Government projects that have proved ineffective in creating jobs will be scrapped or downsized, while industries that young Koreans prefer working in, such as gaming and technology, will receive more government investment next year.
The budget assumed the economy will grow by a real 3.0 per cent next year, versus a projected 2.8 per cent expansion for this year and last year's actual 2.6 per cent growth.
Asia's fourth-largest economy grew at an unexpectedly robust 3.2 per cent annual rate in the second quarter, driven by firmer domestic consumption and capital investment, but analysts said the lift would probably be temporary.
Exports remain weak amid sluggish global demand and an ongoing overhaul of the country's shipping and shipbuilding industries may see tens of thousands of jobs lost.
In its medium-term fiscal management plans for 2016 to 2020, the ministry said government spending would grow by an average 3.5 per cent each year.
South Korea is expected to have a fiscal deficit of 1.7 per cent of annual gross domestic product (GDP) next year, improving from 2.3 per cent expected this year. The government plans on reducing that to 1.0 per cent by 2020.

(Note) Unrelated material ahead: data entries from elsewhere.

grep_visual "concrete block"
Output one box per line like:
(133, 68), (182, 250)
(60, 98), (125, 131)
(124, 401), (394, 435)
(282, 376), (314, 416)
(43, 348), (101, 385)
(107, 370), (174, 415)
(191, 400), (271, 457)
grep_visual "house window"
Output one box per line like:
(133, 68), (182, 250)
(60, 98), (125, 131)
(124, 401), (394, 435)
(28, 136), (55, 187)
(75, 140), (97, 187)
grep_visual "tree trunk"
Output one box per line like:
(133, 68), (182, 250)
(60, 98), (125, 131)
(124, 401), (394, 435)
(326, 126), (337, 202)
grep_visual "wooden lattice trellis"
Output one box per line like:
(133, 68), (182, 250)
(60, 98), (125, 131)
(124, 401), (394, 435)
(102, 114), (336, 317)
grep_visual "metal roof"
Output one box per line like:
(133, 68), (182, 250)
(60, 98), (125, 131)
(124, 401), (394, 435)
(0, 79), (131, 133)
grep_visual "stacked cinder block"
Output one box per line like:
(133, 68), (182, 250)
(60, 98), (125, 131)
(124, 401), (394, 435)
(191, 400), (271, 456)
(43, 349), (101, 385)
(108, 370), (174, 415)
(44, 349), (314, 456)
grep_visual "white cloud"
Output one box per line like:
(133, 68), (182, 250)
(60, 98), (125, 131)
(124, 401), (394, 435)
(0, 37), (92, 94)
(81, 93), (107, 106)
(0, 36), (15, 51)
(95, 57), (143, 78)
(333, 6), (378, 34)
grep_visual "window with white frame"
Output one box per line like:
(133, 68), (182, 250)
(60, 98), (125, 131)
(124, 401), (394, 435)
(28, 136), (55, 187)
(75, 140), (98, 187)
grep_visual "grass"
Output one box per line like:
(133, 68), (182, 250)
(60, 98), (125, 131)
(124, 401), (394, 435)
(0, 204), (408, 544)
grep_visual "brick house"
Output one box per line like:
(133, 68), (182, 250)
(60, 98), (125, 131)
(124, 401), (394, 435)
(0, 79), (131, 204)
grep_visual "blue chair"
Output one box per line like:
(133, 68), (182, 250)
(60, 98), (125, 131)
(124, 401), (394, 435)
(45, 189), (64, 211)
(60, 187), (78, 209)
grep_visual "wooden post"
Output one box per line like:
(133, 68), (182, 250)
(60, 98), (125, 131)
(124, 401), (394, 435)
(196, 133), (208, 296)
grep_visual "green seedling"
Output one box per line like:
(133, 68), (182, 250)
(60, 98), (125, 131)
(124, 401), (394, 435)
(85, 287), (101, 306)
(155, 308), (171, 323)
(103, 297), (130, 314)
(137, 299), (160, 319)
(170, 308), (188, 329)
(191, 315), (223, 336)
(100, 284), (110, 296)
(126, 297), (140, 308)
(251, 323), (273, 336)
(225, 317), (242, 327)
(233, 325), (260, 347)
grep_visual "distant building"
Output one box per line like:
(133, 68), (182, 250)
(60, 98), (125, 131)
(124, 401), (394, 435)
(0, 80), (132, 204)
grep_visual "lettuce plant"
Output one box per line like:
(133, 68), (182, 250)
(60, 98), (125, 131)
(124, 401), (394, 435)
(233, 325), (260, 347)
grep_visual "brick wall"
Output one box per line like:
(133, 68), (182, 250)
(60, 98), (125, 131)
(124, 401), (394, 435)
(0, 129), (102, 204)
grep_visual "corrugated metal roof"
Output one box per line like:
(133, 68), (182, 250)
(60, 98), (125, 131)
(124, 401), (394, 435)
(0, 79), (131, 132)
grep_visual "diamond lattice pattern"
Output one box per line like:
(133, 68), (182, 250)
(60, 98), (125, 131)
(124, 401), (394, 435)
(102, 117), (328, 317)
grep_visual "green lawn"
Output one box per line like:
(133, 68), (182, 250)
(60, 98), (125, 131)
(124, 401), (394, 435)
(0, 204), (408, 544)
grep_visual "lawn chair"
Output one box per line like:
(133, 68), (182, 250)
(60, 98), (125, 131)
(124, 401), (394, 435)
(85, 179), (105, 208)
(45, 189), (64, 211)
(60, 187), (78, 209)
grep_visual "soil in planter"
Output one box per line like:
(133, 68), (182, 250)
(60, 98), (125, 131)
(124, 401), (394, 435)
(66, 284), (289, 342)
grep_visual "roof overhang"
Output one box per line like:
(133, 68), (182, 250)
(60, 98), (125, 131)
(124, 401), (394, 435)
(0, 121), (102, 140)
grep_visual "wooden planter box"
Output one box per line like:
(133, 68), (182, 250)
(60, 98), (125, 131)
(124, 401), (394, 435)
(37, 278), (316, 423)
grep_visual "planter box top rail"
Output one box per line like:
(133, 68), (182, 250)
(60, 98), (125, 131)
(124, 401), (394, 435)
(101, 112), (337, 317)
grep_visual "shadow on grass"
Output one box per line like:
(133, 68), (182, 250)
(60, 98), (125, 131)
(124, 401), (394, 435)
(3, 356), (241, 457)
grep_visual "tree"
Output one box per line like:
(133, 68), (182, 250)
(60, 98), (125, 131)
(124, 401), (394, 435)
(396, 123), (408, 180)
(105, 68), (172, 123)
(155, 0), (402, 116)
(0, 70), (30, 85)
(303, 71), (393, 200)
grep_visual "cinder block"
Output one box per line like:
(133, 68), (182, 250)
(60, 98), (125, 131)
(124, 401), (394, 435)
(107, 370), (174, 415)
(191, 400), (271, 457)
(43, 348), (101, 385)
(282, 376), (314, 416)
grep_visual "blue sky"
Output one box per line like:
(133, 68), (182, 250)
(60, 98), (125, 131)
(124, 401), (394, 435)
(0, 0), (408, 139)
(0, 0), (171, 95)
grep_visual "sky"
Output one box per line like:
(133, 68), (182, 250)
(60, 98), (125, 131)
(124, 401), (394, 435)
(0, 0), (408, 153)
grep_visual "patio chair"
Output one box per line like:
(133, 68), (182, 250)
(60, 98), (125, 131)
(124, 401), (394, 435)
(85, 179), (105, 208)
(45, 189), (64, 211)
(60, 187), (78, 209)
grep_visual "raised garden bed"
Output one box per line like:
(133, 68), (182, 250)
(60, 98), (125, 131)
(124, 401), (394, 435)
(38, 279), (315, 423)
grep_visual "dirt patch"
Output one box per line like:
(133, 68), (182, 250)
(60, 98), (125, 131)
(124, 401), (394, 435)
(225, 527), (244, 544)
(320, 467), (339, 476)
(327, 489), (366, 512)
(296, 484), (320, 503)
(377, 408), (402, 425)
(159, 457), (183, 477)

Sovereign debt will stand at 40.4 per cent of GDP next year, compared with 40.1 per cent set for this year.
On a medium-term basis, the government aims to keep this number as close to 40 per cent as possible to maintain a healthy balance sheet.
"This year we took fiscal prudence a bit more into consideration than last year, as last year government money was spent aggressively on many economic hardships including a sizable extra budget," said Song Eon-seok, a vice finance minister.
Once parliament passes this year's extra budget, South Korea's fiscal deficit and sovereign debt-to-GDP will stand at 2.4 per cent and 39.3 per cent this year, respectively.
The government plans to submit next year's budget bill to parliament for approval by Sept. 2. South Korea's fiscal year starts on Jan 1.
Separately, finance ministry officials told Reuters the government plans to sell up to a net 37.7 trillion worth of treasury bonds in 2017, compared with 45.9 trillion won worth planned for 2016.
The government also raised the limit for possible foreign currency-denominated foreign exchange stabilisation bonds to US$1 billion next year, up from US$500 million for this year.